The difference is statistically significant.
When using statistics to make comparisons between designs, it’s not enough to just say differences are statistically significant or only report the p-values.
With large sample sizes in surveys, unmoderated usability testing, or A/B testing you are likely to find statistical significance with your comparisons.
What you need to know is how big of a difference was detected. The size of the difference gives you a better idea about the practical significance and impact of the statistical result.
For example, a new design that reduced the time to complete a task from 100 second to 50 seconds is a rather larger difference—a reduction in time of 50%. Compare that to another task in which the task time was reduced by 5 seconds, from 100 seconds to 95 seconds–a 5% reduction in time. With a large enough sample size both these differences can be statistically significant, but all things being equal, the 50% reduction in time represents a much larger difference. The p-value doesn’t tell you how large of a difference there is.
Completion rates also offer a generally intuitive unstandardized measure of effect size. Knowing that a task completion rate increased 30 percentage points from 50% to 80% is generally understandable. Context of course will provide even more insight on whether 80% is good enough.
However, we often work with companies that create their own rating scales to measure attitudes toward brands and products experiences. When we find a statistical difference, it’s helpful to know if it’s a big deal or just a minor difference. The raw mean difference is usually less intuitive. For example, is the difference of .4 points between and old design and new design small, medium or large? Using percentage differences is helpful (e.g. a 10% higher score) but it doesn’t take into account the variability in each sample—a critical ingredient of understanding chance variation.
Effect sizes are a systematic way of understanding how large differences are. They are particularly helpful when the underlying measure and context are not as familiar as task times or completion rates.
One of the most common ways to compute a standardized effect size is using a measure known as Cohen’s d. To compute Cohen’s d for differences between means you also need the standard deviations for one or ideally both groups being compared.
For example, in a recent comparative website study, we found statistically different attitudes in satisfaction on a 10 point scale between a new design and competitor. The new design had a mean of 8.8 (sd = 1.23) and the competitor had a mean of 7.5 (sd = 2.62). That’s a difference of 1.3 points. That sounds like a reasonably big difference but it’s hard to know unless you are familiar with 10 point scales.

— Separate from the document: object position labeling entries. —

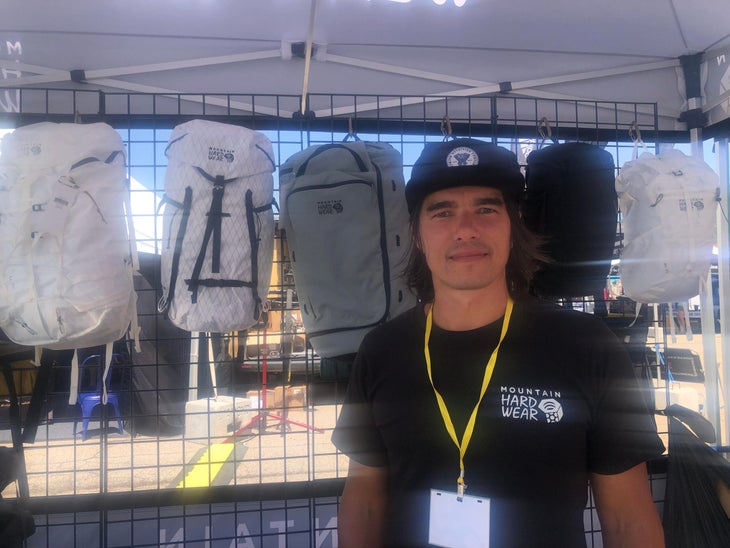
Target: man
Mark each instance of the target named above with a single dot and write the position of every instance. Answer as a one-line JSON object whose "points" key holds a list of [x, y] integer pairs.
{"points": [[478, 417]]}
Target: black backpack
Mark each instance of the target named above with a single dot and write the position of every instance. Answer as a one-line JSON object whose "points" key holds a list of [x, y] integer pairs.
{"points": [[571, 201]]}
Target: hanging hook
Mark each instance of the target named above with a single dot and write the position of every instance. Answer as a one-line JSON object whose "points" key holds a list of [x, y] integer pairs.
{"points": [[350, 131], [544, 131], [635, 133], [446, 128]]}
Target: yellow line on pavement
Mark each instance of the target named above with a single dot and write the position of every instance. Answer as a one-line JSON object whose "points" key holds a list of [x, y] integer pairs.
{"points": [[208, 465]]}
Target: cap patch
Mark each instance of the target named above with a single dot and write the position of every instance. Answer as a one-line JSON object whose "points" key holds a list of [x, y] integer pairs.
{"points": [[462, 156]]}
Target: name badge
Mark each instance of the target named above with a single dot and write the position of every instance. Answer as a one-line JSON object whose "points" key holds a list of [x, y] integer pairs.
{"points": [[458, 522]]}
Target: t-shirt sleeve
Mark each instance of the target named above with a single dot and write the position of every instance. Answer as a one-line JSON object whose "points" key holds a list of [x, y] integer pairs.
{"points": [[356, 433], [623, 430]]}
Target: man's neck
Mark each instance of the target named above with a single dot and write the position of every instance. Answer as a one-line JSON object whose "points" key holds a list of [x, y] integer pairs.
{"points": [[464, 310]]}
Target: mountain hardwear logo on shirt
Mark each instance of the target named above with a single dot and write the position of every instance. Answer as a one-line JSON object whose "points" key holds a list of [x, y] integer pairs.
{"points": [[531, 404]]}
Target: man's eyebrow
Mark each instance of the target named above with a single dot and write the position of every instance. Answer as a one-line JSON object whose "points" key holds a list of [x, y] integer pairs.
{"points": [[493, 200]]}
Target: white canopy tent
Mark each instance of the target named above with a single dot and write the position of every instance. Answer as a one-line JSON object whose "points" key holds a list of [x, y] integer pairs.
{"points": [[599, 51], [644, 51]]}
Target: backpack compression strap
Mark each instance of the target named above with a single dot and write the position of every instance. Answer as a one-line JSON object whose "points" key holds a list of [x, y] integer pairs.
{"points": [[212, 228]]}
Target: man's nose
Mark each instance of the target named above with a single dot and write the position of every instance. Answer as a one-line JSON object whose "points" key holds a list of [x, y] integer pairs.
{"points": [[466, 226]]}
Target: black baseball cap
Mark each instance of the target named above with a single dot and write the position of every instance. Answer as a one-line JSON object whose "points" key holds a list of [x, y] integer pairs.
{"points": [[464, 162]]}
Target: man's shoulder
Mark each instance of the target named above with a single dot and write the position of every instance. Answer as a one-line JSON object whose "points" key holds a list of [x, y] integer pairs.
{"points": [[556, 318]]}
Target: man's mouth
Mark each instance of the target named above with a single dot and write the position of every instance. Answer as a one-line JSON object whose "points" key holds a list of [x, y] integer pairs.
{"points": [[468, 255]]}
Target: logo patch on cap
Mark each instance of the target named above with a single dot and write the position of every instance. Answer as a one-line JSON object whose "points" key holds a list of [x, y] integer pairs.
{"points": [[462, 156]]}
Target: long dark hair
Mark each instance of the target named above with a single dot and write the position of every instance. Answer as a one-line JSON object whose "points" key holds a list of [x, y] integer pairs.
{"points": [[524, 260]]}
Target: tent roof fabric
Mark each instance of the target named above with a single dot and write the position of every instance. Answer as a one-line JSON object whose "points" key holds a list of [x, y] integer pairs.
{"points": [[611, 51]]}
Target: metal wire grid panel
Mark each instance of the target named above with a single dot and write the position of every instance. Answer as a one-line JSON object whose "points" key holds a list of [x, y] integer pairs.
{"points": [[176, 441]]}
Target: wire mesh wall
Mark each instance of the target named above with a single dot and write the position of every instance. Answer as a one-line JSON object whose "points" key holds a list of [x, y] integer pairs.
{"points": [[254, 407]]}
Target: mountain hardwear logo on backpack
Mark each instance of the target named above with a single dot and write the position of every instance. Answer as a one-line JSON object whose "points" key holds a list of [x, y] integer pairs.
{"points": [[531, 404], [329, 207], [221, 155], [30, 149]]}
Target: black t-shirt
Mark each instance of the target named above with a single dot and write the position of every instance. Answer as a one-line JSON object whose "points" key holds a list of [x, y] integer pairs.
{"points": [[563, 402]]}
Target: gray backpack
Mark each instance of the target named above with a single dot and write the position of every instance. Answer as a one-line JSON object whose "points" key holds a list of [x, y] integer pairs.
{"points": [[344, 212]]}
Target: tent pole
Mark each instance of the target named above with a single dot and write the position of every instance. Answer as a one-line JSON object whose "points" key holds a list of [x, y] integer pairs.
{"points": [[696, 119], [723, 275]]}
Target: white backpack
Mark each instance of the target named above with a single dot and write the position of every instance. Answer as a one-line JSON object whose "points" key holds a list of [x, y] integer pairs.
{"points": [[66, 257], [668, 206], [218, 226]]}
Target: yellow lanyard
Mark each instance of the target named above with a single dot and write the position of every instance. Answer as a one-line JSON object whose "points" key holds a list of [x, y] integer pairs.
{"points": [[488, 370]]}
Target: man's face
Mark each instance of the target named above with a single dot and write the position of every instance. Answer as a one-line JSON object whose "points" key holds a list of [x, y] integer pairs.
{"points": [[465, 237]]}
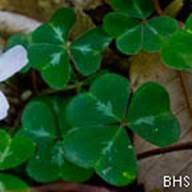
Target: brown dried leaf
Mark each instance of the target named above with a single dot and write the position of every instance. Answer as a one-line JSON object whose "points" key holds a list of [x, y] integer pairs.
{"points": [[148, 67]]}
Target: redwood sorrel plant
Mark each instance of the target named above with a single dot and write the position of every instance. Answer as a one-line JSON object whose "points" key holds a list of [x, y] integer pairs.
{"points": [[79, 122]]}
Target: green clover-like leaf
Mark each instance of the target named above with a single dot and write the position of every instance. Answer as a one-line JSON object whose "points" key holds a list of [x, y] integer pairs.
{"points": [[134, 35], [12, 183], [150, 117], [98, 137], [50, 51], [14, 152], [44, 121]]}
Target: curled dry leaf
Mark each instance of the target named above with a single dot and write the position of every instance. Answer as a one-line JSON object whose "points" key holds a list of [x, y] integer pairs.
{"points": [[148, 67]]}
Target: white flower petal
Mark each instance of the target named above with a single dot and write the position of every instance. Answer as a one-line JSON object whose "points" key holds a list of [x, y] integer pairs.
{"points": [[12, 61], [4, 106]]}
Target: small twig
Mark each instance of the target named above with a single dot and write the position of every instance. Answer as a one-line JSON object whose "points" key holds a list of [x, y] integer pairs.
{"points": [[69, 187], [185, 92], [159, 151]]}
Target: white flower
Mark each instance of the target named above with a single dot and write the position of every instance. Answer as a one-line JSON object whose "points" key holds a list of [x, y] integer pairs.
{"points": [[11, 62]]}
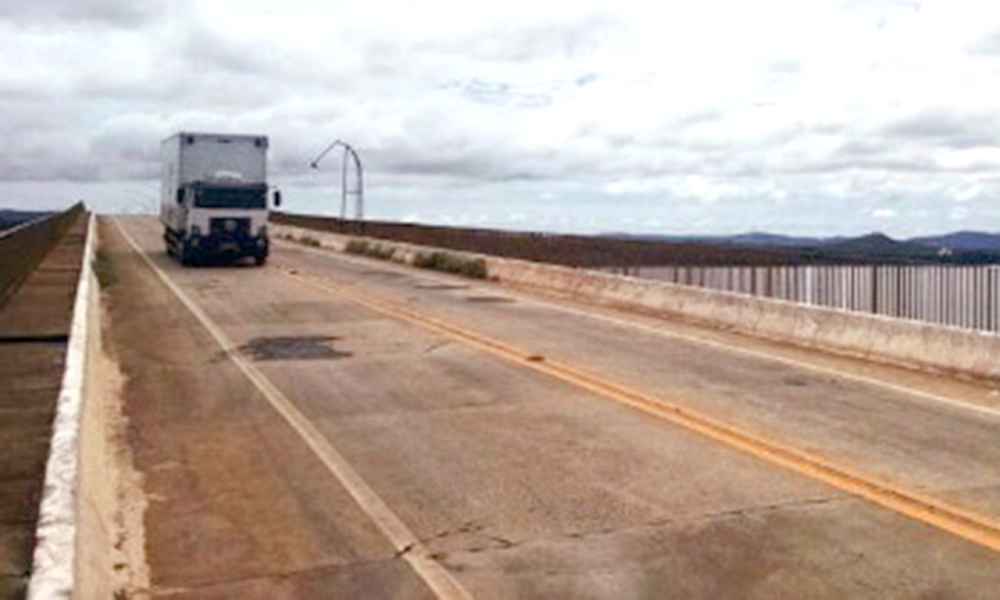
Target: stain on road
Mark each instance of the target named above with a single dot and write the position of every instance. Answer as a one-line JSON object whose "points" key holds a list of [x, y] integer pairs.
{"points": [[308, 347]]}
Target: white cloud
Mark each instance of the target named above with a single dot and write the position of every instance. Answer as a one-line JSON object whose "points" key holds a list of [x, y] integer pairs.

To compute Cohen’s d, we’ll take the mean difference of 1.3 points and divide it by an average of the standard deviations (Note: The averaging is done on the variances (the standard deviation squared) which generates a pooled standard deviation of 2.05). This provides an effect size of d = .64.
In comparison, another question asked users their perceived difficulty of completing a task on a 7 point scale. The new design had a mean of 5.6 (sd = 1.2) and the competitor had a mean of 5.8 (sd =1.25). That’s a difference of .2 points and an effect size of d = .16.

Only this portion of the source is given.